With a cast that features the names already mentioned, along with supporting ringers Pete Postlethwaite, Tom Berenger, and Michael Caine, it’s hard to go astray. The acting is competent across the board. Gordon-Levitt continues to nudge the boundaries of his range, and is good here as Cobb’s more practical foil. Murphy, who knows his way around unsettling situations, plays it straighter than usual this time. Hardy and Rao get to produce some of the better-deserved of the film’s snickers. Page’s role is in some ways the most obvious, as the neophyte who gets trained in mental espionage, and Cotillard’s role is in many ways the most complex, for reasons best left unexplained here. The heaviest acting burden, however, falls on DiCaprio. Cobb has the most to do both in terms of plot and character development, and must seem, at different times, both trustworthy and untrustworthy as a barometer of what is going on. Yes, he’s an expert in the mind—but as in most fields, even experts have difficulty applying their insights to themselves. This plays to DiCaprio’s strengths: I find the actor is always best when he can play his tendency toward bravado off some nagging uncertainties, letting his narrow features suggest equal parts slyness and confusion. That’s the case here. DiCaprio sometimes brings depth to parts that don’t require it, creating muddled characters—but a little depth and muddle is just right for Cobb. I believe him when he says he’s improvising—up to the point where I don’t. And that’s as it should be.

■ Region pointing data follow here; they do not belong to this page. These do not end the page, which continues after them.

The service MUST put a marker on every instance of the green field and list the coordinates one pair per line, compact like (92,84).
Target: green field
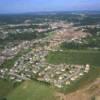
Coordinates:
(75,57)
(31,90)
(5,87)
(83,81)
(78,57)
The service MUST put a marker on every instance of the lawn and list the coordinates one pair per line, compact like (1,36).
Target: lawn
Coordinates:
(5,87)
(75,57)
(32,90)
(78,57)
(83,81)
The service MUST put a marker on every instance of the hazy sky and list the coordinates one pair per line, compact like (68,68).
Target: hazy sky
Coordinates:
(19,6)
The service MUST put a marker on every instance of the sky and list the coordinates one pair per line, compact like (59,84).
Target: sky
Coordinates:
(22,6)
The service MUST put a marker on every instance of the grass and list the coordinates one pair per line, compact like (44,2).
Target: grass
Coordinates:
(10,62)
(5,87)
(83,81)
(75,57)
(78,57)
(32,90)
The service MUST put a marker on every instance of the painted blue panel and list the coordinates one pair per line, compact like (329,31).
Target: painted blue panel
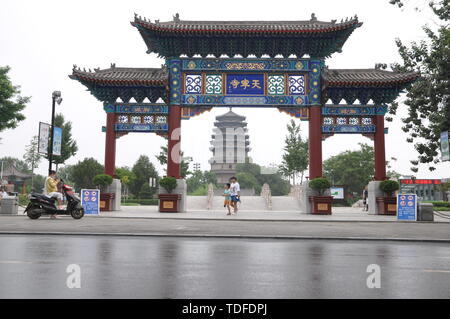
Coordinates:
(245,84)
(154,127)
(348,129)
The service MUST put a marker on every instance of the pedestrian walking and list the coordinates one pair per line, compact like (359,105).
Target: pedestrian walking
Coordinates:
(365,199)
(235,194)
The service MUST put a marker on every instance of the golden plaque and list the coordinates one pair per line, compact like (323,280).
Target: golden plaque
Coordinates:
(168,204)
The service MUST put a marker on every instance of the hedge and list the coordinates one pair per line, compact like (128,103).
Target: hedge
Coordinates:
(148,202)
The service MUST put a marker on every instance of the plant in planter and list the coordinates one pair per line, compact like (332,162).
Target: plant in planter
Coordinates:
(320,204)
(106,199)
(168,202)
(102,181)
(387,205)
(389,187)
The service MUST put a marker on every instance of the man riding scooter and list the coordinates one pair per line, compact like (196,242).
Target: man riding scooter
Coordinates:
(51,190)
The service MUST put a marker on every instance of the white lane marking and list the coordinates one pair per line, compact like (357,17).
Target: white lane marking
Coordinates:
(437,270)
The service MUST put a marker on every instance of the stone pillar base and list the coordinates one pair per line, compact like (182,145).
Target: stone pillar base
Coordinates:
(306,191)
(374,192)
(116,188)
(182,190)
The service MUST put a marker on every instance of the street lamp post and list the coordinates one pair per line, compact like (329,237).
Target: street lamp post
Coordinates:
(56,98)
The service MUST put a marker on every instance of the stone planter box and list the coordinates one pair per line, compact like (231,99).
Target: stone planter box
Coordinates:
(387,206)
(169,203)
(321,205)
(106,202)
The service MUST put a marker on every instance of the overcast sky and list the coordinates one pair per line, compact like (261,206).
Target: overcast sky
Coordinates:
(41,40)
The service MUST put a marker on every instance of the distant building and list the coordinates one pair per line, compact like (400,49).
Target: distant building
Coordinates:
(13,179)
(230,145)
(426,189)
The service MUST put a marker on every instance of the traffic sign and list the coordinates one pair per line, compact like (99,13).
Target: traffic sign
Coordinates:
(407,207)
(90,200)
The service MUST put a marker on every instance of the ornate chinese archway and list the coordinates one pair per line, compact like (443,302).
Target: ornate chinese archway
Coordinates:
(190,85)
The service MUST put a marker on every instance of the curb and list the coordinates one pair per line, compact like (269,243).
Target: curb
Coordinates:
(259,219)
(282,237)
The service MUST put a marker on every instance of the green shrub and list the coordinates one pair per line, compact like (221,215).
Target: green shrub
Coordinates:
(389,186)
(200,191)
(320,184)
(144,202)
(438,203)
(168,183)
(102,180)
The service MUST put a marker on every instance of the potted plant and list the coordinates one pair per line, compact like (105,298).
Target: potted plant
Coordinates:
(320,204)
(106,199)
(168,202)
(387,205)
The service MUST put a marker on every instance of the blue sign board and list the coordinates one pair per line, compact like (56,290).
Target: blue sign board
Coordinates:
(57,140)
(407,207)
(244,84)
(90,200)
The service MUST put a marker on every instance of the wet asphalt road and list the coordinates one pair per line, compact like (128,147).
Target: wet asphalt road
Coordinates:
(34,266)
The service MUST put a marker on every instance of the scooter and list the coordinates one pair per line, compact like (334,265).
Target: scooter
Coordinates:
(41,204)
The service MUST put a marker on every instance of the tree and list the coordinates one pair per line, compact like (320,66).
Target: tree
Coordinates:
(11,102)
(66,173)
(32,157)
(162,159)
(353,169)
(142,170)
(83,173)
(126,176)
(428,98)
(68,146)
(296,157)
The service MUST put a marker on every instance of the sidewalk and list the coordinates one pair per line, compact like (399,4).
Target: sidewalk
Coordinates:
(250,229)
(340,214)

Some grumbling is already beginning about the nature of the “dreams” represented in Inception—that they’re too stable and logical to be true “dreams.” Of course they are. As author Neil Gaiman notes, “dream logic is not story logic,” and Nolan has a story to tell. A literal visual transcription of a dream would be a chaotic mess. But it’s worth remembering two things here. First, the mental worlds in Inception are not true “dreams” at all, but artificial mazes created by Cobb’s team. Dreaming is only the issue because that’s when the mind lets its defenses down. Second, and more important, dreams do seem logical when we’re in them (as the movie points out), and that logic is highly subjective to the person dreaming. What Inception is really after is how we create reality—how ideas take root and what effects they have in both the long and short term. Every one of us, like Cobb and his team, try to create worlds our minds can navigate while protecting our deeper secrets. That my world and your world might conflict is, in some sense, the dynamic that powers this movie. As is the idea that my world might conflict with itself. Do we plan it that way? No. But you know what they say about best-laid plans.
Inception itself may not represent a perfect plan. It tries a little too hard to surprise us, and the fact that a few elements drop out along the way is either a flaw or an illustration of dream logic (I’m not sure which). The movie itself is like an intriguing dream: interestingly made, enjoyable to the senses, and equal parts tense and simply entertaining. And if you aren’t sure what it all adds up to when it’s over, at least it was fun to go through. There’s craft and thought here, and I much prefer an action film that plays with my mind to one that forces me to turn it off. Is Inception the stuff dreams are made of? No. The stuff box-office hits are made of? That’s more likely.